幻悟はむなしくなってきたのか、思い悩むのをやめ、銀行前を通り過ぎることにする。そして、幻悟が自動ドアの前を通り抜けようとして偶然自動ドアが開いた瞬間に銀行内からの怒声が外にまで漏れ聞こえてきた。
「俺らは銀行強盗だ! てめえら、手をあげろ!」
銀行にはまだ道也の姿もあった。両替していたらしく、両替機のお金を財布に入れている最中だったようだ。
「おい!! そこの両替している小僧! お前の金もこっちによこしな!!」
どこで入手したかわからないが、強盗は警官が持っているのと同タイプの銃で道也を威している。幻悟は無心で銀行内に飛び込んだ。
「ん? 新しい人質の登場か? また小僧じゃねえか、おとなしくここまで来な!」
強盗たちは嘲笑うかのように唇をつりあげて、語尾を強くして幻悟を呼びつける。
「おい、クソがき。早くこっちに来いって言っているんだよ」
幻悟はとりあえずおとなしく言われた通りにしているフリをする。
今の銀行内の状況を調べるためだそして人質にされているのは自分と道也の少年二人と子ども連れ一人・主婦二人と老人三人が捕まっているのかと幻悟は目だけで確認する。
「ちんたらやってんじゃねえ! 言っとくがそこの防犯装置は役に立たないぜ、昨日ここに兄貴と忍びこんでぶっ壊しといたからなっ」
銀行の行員を脅迫していた犯人はしびれを切らしたのか、銃砲を天井めがけて二・三発発砲した。その弾丸が照明に当たり、銀行内の一部が暗くなると人質達はざわめき出す。
「人質ども、黙ってろ! うるさくした奴は撃ち殺すからなっ」
強盗犯人達のドスが効いている野太い声で警告され、人質にされた人達はみんな血の気がひいたような顔になり、その場で震えている。道也も例外ではなかった。
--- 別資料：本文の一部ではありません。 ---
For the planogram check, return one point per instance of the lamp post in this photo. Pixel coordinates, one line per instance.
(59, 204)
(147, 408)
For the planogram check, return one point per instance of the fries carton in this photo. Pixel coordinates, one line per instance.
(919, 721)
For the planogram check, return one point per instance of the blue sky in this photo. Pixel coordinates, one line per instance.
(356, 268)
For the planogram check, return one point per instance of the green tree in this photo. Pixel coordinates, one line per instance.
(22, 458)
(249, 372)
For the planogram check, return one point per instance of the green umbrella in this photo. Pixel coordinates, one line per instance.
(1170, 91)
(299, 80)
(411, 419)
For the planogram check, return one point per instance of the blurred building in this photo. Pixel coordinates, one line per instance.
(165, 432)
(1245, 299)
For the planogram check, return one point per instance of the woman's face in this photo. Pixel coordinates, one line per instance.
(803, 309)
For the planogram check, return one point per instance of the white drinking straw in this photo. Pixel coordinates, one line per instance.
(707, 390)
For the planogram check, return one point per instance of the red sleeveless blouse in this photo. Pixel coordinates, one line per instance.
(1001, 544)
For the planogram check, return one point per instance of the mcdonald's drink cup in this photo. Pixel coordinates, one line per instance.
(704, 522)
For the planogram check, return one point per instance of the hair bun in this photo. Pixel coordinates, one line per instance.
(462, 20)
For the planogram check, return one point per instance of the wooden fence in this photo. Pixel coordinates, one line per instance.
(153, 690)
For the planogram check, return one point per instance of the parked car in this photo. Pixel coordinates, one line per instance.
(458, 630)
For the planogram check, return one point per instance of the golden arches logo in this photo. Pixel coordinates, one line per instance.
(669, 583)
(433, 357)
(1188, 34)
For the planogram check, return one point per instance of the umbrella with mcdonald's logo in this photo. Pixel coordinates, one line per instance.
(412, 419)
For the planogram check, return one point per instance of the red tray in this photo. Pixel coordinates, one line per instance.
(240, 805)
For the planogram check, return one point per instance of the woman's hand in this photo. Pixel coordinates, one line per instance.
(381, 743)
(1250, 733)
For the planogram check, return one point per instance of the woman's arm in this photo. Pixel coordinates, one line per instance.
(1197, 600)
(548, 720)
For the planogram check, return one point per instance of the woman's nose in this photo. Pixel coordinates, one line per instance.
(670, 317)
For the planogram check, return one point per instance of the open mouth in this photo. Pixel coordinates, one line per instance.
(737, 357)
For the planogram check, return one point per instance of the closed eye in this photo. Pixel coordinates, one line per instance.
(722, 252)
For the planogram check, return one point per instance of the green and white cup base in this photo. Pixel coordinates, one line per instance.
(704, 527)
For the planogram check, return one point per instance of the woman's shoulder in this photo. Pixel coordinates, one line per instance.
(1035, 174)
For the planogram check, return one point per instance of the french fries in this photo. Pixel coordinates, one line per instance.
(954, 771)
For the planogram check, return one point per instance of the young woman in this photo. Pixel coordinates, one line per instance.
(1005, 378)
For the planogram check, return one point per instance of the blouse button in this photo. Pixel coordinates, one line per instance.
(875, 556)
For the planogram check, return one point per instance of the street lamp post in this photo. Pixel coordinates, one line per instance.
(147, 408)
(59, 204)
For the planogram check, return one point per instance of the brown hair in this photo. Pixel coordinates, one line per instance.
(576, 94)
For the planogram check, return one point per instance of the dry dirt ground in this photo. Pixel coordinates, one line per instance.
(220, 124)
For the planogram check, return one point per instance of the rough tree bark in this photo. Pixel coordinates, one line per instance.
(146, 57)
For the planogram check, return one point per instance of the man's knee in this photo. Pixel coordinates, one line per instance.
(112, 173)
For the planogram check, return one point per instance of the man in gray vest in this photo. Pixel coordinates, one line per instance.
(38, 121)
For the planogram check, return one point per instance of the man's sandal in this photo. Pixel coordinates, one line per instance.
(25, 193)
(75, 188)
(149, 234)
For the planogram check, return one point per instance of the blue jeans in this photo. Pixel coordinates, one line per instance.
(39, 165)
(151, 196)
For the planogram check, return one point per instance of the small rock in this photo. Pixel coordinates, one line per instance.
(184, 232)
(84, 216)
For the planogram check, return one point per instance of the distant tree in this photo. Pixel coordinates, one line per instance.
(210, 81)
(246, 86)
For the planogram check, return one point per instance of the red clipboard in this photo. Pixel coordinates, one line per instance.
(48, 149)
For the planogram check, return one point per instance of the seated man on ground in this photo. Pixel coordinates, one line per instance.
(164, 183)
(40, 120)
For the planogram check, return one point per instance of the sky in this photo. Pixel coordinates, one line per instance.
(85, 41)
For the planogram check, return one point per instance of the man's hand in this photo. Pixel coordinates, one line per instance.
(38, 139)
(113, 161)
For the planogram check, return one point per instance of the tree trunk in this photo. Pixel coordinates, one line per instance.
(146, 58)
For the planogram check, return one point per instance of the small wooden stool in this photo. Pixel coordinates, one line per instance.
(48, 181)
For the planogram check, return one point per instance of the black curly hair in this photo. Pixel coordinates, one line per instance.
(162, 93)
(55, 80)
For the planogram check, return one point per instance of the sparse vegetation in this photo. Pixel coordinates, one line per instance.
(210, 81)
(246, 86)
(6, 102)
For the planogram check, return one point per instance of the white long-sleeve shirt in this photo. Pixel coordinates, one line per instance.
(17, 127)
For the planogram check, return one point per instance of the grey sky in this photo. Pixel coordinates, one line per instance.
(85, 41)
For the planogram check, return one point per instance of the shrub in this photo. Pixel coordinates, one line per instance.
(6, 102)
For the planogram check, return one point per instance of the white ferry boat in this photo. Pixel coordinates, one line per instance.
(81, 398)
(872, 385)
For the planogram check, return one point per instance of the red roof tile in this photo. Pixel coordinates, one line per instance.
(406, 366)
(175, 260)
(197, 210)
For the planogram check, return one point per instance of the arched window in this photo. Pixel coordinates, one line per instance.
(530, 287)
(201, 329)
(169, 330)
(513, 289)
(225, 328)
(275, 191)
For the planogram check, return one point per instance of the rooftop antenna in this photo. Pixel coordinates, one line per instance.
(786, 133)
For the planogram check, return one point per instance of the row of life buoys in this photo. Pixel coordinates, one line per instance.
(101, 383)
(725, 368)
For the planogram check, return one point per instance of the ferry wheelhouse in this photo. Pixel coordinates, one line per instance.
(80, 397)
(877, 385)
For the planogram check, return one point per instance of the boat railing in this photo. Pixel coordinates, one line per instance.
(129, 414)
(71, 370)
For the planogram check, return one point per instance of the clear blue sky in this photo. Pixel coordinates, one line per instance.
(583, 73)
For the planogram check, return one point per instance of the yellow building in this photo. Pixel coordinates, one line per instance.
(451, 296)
そこで初めて幻悟が動く。
「おいっ、そこの馬鹿な犯人ども!」
幻悟の人を小馬鹿にした態度に、目の前にいる犯人はもとより、銀行員にお金を袋の中に入れさせている犯人すらも激怒する。
「てめえ、口のきき方に気をつけな!」
「死にてえのか? 坊主!!」
犯人達を怒らせてしまうと命の危機にさらされてしまう恐れからであろう、人質たちは一斉に幻悟を止めようとする。
「犯人達を刺激しないで、謝って!!」
「そうよ、そうよ」
「なんまいだぶ、なんまいだぶ」
妙な場面で意見が合致している主婦達や、念仏すら唱え出し始めた老人さえいる人質の制止にあっても幻悟は態度を変えようとしない。